Here we report on the results of 3D MHD simulations of turbulent convective dynamo action in a rotating spherical shell spanning the bulk of the convection zone of a sun-like star. These simulations have been conducted using the ASH code (Clune et al., 1999; Brun et al., 2004). ASH uses 1D stellar models to create a radial profile which is used as the reference state and is kept fixed throughout the temporal evolution of the simulation. Convective motions and magnetic fields are treated as perturbations around the background state. ASH uses spherical harmonics in the horizontal directions and Chebyshev polynomials in the radius to achieve spectral accuracy over long time evolutions. Our domain extends from the base of the convection zone at $0.72R_{\odot}$ to near the photosphere at $0.97R_{\odot}$ with a density contrast of 25 between the upper and lower boundaries. This simulation has a dimensional bulk rotation rate of 1240 nHz (thus a period of 9.3 days), or three times the current solar rate. In spite of the faster rotation rate, the results presented here may be largely revenant to solar behavior as the relevant non-dimensional parameter which gauges the relative level of rotational influence, the Rossby number, is small both here and in the bulk of the solar interior.

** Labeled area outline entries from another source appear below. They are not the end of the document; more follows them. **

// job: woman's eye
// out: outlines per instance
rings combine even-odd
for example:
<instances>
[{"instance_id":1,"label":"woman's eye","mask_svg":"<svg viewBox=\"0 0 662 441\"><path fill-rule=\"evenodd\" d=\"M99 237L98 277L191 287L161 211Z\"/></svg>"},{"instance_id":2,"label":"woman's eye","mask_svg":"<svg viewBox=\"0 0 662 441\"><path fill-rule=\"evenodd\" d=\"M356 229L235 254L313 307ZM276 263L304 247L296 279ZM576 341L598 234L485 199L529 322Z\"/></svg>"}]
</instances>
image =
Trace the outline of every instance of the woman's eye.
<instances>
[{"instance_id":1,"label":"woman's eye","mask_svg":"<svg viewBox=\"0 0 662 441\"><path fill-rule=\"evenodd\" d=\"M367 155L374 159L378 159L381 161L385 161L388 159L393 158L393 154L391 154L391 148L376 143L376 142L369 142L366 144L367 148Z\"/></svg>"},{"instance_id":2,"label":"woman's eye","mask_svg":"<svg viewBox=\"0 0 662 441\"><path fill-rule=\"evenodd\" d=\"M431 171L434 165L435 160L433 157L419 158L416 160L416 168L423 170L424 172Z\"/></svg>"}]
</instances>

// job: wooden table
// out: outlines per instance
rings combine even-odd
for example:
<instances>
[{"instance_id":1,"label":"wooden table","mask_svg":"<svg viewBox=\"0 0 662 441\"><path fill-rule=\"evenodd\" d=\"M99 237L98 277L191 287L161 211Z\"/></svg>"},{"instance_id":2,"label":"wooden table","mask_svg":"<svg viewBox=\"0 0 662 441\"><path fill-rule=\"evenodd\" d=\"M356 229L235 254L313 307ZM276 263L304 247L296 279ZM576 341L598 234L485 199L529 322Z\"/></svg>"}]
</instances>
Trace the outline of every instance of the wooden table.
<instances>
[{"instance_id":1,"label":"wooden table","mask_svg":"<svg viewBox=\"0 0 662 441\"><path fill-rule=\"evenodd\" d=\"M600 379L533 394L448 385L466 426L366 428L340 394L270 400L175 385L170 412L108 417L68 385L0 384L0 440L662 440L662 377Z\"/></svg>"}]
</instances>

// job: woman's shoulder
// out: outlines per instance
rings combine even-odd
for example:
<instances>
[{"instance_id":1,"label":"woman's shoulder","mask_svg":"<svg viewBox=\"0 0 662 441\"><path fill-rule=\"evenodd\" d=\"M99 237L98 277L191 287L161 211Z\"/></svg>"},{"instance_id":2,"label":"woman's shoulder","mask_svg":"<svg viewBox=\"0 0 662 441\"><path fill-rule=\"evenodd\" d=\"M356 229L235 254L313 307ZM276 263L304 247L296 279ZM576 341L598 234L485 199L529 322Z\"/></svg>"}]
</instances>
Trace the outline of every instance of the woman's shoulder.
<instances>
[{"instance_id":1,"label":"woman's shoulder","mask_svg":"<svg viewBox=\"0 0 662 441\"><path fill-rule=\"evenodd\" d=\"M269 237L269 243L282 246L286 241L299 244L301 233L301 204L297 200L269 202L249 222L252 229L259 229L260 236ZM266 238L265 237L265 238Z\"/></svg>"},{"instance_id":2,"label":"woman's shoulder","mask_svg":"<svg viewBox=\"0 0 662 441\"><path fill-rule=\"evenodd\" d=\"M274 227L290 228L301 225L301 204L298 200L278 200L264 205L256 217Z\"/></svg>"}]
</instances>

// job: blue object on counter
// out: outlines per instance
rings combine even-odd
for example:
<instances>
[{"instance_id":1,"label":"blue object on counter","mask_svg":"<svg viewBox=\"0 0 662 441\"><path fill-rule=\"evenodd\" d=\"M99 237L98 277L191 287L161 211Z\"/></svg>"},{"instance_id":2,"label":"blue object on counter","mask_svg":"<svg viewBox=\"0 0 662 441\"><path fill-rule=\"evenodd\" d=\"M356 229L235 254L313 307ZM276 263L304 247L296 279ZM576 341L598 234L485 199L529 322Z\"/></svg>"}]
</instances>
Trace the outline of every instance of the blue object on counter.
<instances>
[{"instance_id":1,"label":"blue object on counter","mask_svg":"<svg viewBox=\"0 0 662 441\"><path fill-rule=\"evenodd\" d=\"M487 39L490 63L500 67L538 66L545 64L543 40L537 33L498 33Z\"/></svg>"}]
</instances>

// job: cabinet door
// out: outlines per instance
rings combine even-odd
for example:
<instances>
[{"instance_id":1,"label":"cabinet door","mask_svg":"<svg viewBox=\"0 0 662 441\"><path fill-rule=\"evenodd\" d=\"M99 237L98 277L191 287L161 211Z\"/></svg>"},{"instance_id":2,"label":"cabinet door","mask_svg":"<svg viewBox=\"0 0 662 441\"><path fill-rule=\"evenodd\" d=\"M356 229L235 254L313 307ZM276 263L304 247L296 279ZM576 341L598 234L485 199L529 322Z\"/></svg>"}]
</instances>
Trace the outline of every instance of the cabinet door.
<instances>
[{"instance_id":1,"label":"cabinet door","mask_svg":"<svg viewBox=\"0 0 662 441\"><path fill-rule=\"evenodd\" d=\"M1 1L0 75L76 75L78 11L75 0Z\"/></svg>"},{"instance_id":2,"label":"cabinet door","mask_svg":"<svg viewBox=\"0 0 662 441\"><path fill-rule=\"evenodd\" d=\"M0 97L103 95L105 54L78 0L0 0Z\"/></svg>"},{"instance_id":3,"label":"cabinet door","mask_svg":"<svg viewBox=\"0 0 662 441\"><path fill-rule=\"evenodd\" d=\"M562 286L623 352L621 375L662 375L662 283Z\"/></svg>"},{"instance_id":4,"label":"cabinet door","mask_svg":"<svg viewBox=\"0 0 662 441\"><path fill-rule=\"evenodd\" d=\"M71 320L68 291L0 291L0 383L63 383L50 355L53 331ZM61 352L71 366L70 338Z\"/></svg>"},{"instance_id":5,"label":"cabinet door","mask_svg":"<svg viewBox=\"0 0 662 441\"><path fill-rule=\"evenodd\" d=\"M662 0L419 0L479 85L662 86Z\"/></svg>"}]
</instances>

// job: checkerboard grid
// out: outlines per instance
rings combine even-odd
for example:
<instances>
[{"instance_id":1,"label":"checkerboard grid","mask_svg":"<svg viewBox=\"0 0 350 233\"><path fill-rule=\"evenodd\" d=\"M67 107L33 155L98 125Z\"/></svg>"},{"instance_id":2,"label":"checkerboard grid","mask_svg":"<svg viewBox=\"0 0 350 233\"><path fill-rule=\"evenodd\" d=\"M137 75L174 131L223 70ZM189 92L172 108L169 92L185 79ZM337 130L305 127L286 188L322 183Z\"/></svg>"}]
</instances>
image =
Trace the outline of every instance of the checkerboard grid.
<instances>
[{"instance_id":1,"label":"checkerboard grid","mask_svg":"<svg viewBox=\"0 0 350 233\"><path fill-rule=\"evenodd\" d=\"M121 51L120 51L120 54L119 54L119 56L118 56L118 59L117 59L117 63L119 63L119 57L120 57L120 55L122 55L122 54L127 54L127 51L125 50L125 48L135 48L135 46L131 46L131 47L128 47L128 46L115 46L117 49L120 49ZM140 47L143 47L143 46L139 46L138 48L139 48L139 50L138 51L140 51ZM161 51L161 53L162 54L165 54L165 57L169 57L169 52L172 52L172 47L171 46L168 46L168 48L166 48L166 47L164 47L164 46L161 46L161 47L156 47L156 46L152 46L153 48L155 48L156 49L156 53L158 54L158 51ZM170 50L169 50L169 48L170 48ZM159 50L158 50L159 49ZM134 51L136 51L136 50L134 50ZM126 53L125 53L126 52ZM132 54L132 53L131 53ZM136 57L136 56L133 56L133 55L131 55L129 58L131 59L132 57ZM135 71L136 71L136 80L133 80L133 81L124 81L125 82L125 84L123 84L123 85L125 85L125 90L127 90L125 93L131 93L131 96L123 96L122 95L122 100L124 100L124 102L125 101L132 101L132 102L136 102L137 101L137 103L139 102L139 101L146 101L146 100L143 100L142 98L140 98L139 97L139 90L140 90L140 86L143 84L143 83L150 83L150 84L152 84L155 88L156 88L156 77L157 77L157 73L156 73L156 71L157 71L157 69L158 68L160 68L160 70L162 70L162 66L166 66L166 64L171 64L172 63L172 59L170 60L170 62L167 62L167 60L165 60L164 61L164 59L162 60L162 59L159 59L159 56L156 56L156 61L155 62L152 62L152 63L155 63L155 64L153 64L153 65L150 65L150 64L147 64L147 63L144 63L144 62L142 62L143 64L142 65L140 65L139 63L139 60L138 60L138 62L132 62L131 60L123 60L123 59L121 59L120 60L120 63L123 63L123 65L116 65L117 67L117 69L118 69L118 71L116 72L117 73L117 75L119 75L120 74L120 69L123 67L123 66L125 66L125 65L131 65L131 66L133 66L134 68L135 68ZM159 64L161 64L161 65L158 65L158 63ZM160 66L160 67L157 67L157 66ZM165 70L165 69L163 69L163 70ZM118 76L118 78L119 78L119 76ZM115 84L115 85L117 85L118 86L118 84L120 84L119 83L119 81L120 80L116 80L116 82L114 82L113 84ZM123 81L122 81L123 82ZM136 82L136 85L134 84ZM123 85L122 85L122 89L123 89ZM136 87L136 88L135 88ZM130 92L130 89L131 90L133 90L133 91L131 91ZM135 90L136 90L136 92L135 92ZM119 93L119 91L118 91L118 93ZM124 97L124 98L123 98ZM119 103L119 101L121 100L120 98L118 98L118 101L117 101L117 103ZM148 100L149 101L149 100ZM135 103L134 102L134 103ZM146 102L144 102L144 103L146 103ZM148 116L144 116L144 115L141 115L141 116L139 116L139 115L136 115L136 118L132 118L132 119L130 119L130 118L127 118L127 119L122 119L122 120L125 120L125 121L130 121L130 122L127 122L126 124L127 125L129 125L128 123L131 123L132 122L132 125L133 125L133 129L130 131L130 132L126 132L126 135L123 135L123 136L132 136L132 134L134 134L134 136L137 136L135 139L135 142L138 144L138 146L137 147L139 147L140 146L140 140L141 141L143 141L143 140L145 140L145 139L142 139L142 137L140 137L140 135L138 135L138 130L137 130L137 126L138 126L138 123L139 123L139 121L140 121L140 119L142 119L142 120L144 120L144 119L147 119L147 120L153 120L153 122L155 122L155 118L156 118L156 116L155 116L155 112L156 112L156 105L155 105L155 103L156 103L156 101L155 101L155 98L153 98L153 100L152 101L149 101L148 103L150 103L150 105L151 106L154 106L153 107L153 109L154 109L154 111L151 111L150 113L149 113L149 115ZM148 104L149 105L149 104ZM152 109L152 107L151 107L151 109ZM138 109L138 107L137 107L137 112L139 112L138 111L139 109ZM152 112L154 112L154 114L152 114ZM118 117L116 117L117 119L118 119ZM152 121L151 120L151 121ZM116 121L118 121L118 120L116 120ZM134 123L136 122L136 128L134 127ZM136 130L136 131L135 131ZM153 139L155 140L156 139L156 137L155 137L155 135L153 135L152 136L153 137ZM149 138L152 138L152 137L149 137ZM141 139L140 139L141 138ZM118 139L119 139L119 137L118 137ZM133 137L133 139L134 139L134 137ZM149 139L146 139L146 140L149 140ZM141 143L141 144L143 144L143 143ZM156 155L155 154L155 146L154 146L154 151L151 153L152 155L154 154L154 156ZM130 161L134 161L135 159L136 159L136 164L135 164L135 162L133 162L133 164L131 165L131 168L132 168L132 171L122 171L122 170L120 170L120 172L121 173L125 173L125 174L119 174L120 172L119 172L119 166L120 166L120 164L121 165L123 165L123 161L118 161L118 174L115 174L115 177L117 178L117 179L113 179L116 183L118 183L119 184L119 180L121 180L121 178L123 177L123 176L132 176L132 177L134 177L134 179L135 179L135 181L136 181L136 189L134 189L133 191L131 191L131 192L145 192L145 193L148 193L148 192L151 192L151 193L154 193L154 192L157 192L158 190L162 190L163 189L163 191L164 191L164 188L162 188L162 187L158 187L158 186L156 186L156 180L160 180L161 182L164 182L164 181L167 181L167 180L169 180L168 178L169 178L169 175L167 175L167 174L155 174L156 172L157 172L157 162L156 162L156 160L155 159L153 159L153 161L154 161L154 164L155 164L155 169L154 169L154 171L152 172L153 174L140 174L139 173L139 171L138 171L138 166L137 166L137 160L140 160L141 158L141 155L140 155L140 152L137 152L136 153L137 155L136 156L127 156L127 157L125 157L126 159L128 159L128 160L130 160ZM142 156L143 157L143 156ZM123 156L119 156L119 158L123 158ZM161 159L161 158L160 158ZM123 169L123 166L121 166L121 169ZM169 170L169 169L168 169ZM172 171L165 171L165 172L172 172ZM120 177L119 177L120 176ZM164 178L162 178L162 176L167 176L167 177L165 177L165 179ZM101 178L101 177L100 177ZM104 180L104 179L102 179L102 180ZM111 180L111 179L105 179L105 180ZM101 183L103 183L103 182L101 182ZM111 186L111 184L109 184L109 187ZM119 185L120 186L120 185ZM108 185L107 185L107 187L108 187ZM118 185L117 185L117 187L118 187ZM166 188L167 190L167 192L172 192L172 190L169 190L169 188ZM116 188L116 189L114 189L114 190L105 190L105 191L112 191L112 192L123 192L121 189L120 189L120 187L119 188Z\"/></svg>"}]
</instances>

A number of simulations in this parameter regime have been conducted to explore the effects of viscous, thermal, and resistive diffusion on our solutions (Nelson et al., 2013). Here we will focus on one simulation, case S3. Case S3 uses a fixed grid with 192 points in radius, 512 in latitude, and 1024 in longitude. Extensive discussions of case S3 are provided in Nelson et al. (2011, 2013, 2014). Case S3 uses a dynamic Smagorinsky subgrid-scale model to achieve very low levels of explicit dissipation relative to our other simulations.The dynamic Smagorinsky model was formulated to extrapolate the local unresolved turbulent dissipation using an assumption of scale-invariant behavior in the inertial range of the turbulence cascade (Germano et al., 1991). Details of its implementation in ASH can be found in Appendix A of Nelson et al. (2013). Case D3b, which is otherwise identical to case S3 but uses a uniform enhanced eddy viscosity has roughly 50 times more viscous dissipation at mid-convection zone than case S3 (Nelson et al., 2013). These references also contain additional information on the differential rotation, magnetic activity cycles, and other features of case S3.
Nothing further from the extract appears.